La responsabilité du juge : traduire l'altération par une protection adaptée

Droit des personnes malades

Date de rédaction :
01 mars 2011

Pour Marie-Hélène Isern-Réal, avocat au Barreau de Paris et membre du Conseil national des Barreaux, « même si les mesures de protection sont indispensables, justifiées sur le plan médical, elles ne peuvent être que subsidiaires, comme l’a rappelé la Cour de cassation. C’est la nécessité qui justifie la protection des personnes majeures. Il existe beaucoup d’options pour protéger les personnes, sans aller jusqu’à les mettre sous tutelle. C’est vers des solutions graduelles et fluides qu’il faut tendre. Il appartient au juge de retenir des mesures proportionnalisées et individualisées ».

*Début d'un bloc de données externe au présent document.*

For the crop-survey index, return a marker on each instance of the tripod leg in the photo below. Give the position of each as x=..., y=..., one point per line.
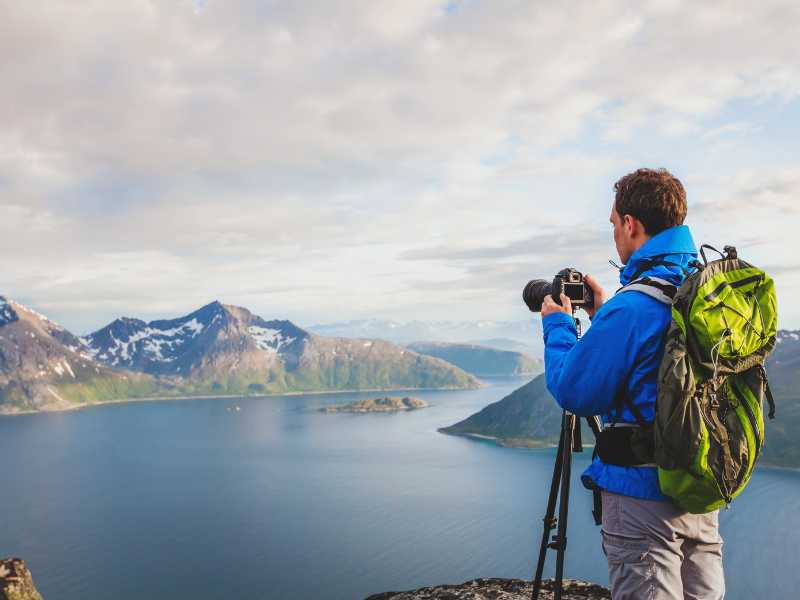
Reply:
x=563, y=503
x=549, y=520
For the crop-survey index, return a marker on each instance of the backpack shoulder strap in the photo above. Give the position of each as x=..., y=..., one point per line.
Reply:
x=660, y=289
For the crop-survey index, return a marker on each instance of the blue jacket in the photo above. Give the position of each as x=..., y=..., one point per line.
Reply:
x=622, y=350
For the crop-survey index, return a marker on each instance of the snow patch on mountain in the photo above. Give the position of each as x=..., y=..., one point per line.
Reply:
x=7, y=314
x=268, y=339
x=153, y=341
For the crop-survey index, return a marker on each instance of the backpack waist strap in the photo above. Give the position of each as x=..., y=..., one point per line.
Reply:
x=627, y=445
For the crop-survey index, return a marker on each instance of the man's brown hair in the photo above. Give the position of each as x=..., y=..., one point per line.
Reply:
x=653, y=196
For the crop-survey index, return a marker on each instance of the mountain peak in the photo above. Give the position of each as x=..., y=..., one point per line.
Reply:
x=7, y=313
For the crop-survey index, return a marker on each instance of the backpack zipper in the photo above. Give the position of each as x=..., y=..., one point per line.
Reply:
x=740, y=283
x=751, y=417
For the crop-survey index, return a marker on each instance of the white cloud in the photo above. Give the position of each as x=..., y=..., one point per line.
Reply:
x=220, y=149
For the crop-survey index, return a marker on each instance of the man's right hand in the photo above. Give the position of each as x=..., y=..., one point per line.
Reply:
x=599, y=295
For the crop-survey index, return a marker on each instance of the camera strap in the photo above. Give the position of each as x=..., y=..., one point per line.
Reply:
x=655, y=287
x=649, y=263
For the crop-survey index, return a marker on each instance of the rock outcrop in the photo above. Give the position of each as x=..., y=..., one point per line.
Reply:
x=499, y=589
x=16, y=582
x=385, y=404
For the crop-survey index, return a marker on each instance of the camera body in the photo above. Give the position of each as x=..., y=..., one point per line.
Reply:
x=570, y=282
x=567, y=281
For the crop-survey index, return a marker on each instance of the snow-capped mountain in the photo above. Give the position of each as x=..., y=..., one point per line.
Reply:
x=183, y=345
x=227, y=349
x=526, y=334
x=42, y=365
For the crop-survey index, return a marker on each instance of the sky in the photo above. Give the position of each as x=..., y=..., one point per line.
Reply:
x=330, y=160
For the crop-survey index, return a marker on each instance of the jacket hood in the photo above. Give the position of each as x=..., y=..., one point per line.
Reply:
x=674, y=245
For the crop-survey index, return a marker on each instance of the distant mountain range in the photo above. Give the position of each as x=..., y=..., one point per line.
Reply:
x=519, y=336
x=530, y=416
x=481, y=360
x=216, y=350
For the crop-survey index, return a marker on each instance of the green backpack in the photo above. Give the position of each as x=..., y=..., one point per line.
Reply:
x=709, y=424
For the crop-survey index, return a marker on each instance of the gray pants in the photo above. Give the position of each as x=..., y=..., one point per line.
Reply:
x=656, y=551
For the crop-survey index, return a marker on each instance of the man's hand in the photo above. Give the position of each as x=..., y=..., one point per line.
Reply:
x=549, y=305
x=599, y=295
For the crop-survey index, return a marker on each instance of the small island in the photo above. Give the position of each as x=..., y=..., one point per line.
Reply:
x=385, y=404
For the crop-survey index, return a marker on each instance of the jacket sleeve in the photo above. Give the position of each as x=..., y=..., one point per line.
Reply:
x=584, y=375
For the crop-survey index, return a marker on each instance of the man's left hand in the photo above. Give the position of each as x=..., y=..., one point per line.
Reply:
x=549, y=305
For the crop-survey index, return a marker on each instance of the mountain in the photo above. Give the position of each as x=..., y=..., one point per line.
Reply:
x=43, y=366
x=480, y=360
x=530, y=417
x=224, y=349
x=782, y=445
x=527, y=333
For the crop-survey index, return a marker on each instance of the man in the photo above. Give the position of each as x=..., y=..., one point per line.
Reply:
x=654, y=549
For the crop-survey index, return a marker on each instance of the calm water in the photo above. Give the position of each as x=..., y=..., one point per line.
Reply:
x=184, y=499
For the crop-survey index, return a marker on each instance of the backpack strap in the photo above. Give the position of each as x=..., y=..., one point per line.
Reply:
x=655, y=287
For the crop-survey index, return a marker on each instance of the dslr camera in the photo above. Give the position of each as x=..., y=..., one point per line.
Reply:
x=567, y=281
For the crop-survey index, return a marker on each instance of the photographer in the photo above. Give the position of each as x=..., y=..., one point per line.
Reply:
x=655, y=550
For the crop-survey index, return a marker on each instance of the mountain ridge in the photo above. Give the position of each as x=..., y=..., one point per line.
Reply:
x=216, y=350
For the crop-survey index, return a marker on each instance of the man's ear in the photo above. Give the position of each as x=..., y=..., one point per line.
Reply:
x=633, y=226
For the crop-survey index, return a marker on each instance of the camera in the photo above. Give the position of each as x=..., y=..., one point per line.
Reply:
x=567, y=281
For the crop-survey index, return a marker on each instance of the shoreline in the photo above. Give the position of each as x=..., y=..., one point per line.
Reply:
x=229, y=397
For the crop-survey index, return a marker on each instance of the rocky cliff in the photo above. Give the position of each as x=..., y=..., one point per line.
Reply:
x=16, y=582
x=499, y=589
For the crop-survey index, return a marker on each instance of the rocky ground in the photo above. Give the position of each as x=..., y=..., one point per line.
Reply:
x=16, y=582
x=499, y=589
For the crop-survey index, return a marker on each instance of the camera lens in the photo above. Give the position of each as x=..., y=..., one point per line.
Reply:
x=535, y=292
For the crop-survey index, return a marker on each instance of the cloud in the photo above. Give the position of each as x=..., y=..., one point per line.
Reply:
x=153, y=155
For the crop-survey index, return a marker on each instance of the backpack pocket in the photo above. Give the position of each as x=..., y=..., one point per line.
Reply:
x=733, y=314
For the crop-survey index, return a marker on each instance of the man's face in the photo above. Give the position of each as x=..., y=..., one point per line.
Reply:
x=622, y=238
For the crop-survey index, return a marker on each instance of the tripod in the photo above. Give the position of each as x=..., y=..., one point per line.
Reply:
x=568, y=442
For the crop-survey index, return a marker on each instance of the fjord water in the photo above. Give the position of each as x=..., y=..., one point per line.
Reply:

Pour Anne Caron-Deglise, conseiller à la Cour d’appel de Paris, en charge de la protection des majeurs, membre du conseil scientifique de la Caisse nationale de solidarité pour l’autonomie (CNSA), « le consentement de la personne doit être recherché, ce quel que soit le régime juridique de la protection. D’ailleurs, il appartient à la personne elle-même de donner son consentement et nul autre. Ce n’est que dans l’hypothèse où, après information, cette dernière n’est pas apte à prendre une décision éclairée qu’il sera possible de saisir le juge afin qu’il habilite quelqu’un pour l’assister ou la représenter lorsque des décisions d’importance sont à prendre ». La réforme de la protection des personnes majeures a eu pour objectif de bien replacer les singularités dans un contexte de vulnérabilité. « C’est de la notion de vulnérabilité que nous devons partir », écrit Anne Caron-Deglise, qui salue le travail de la Cour de cassation sur la définition des vulnérabilités, aux confins de l’éthique et du droit. Pour elle, tout l’enjeu de la loi de 2007 réside dans la lecture de ce qui est désormais l’article 457-1 du Code civil : « La personne protégée reçoit de la personne chargée de sa protection, selon des modalités adaptées à son état et sans préjudice des informations que les tiers sont tenus de lui dispenser en vertu de la loi, toutes informations sur sa situation personnelle, les actes concernés, leur utilité, leur degré d’urgence, leurs effets et les conséquences d’un refus de sa part ». Seul un médecin peut attester de l’état de vulnérabilité d’une personne, à l’origine d’une altération de ses facultés de compréhension et de jugement. La question se pose alors de savoir comment cette altération doit se traduire par une protection adaptée. La responsabilité du juge intervient à cette fin. Si la protection est subsidiaire dans le droit civil, ce ne sont pas les médecins qui sont souverains en dernière instance en la matière. Le juge, s’il est saisi, décide si la personne, avec son entourage, est à même de prendre des décisions.

EREMA. Statut juridique de la personne atteinte par la maladie d’Alzheimer placée en établissement. Workshop du 8 décembre 2010. www.espace-ethique-alzheimer.org, mars 2011.